The National Law Review is an American law journal, daily legal news website and legal analysis content-aggregating database. Started in 2008 as a research tool, the site offers hourly legal news updates and analysis of recent court decisions, regulatory changes and legislative actions and includes both original content and content submitted by various professionals in the legal and business communities. It has become one of the most widely read business law websites in the United States. It includes podcasts and videos as well as articles, and specializes in business and commercial issues, including U.S. banking law, financial regulation, tax law, consumer protection and product liability, and intellectual property issues such as copyright, trademark, and patents. Other legal fields covered include civil procedure, criminal law, environment law, family law, health law, insurance law, property law, and torts.

==History==
The National Law Review was founded in 2008 by corporate attorneys and internet professionals in order to provide an easily accessible and reliable resource of litigation and regulatory news articles written by vetted experts analyzing legal news and trends. It has been used as a reference source to other legal periodicals, and as a resource on legal issues for mainstream media.
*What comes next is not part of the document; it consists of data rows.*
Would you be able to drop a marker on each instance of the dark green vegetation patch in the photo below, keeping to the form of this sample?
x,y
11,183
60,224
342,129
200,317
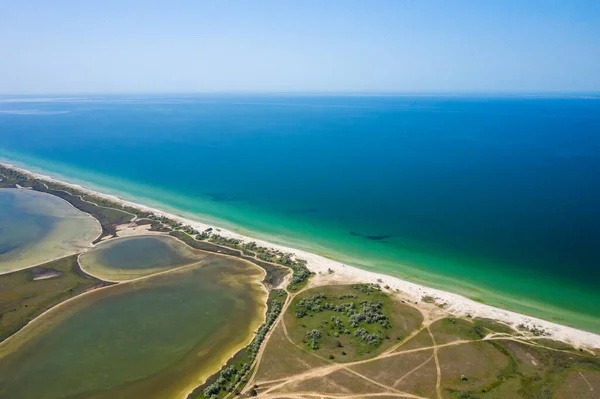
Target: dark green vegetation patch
x,y
345,323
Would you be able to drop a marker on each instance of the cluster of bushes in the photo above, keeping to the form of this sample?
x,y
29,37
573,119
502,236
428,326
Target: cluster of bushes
x,y
368,311
367,288
298,266
312,338
230,376
372,339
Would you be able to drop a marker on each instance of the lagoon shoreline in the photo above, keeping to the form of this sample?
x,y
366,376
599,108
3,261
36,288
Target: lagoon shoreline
x,y
343,273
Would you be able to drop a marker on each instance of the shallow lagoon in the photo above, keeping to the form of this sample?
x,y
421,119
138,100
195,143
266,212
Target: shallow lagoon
x,y
36,227
156,337
133,257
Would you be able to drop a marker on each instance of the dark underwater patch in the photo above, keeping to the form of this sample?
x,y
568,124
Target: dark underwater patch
x,y
372,238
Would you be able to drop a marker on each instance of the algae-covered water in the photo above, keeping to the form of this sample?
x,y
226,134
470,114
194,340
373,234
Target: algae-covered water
x,y
158,337
37,227
133,257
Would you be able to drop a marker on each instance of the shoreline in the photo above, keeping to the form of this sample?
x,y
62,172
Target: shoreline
x,y
455,304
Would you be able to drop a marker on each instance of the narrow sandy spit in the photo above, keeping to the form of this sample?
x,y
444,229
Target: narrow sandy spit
x,y
456,304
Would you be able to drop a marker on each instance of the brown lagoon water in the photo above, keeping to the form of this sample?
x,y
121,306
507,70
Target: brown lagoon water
x,y
37,227
133,257
153,338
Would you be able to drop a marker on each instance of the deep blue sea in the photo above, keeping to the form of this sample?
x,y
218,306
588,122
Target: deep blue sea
x,y
495,198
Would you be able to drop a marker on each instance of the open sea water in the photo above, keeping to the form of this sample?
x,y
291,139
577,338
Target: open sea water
x,y
494,198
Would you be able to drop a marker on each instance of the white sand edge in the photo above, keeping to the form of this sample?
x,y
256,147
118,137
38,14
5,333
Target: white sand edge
x,y
457,304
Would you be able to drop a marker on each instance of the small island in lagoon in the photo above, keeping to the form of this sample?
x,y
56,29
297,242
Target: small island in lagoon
x,y
222,316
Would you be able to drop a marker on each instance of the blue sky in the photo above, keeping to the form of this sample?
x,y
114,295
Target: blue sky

In 2020 and 2021, The National Law Review published over 20,000 legal news articles and experienced an uptick in readership averaging 4.3 million readers in both March and April 2020, due to the demand for news regarding the COVID-19 pandemic. Submissions on regulatory changes and state and federal court rulings then slowed somewhat in 2022 to an average of 350 new articles per week.

Since 2018, The National Law Review has honored approximately 75 noteworthy legal authors each year through its Go To Thought Leadership Awards.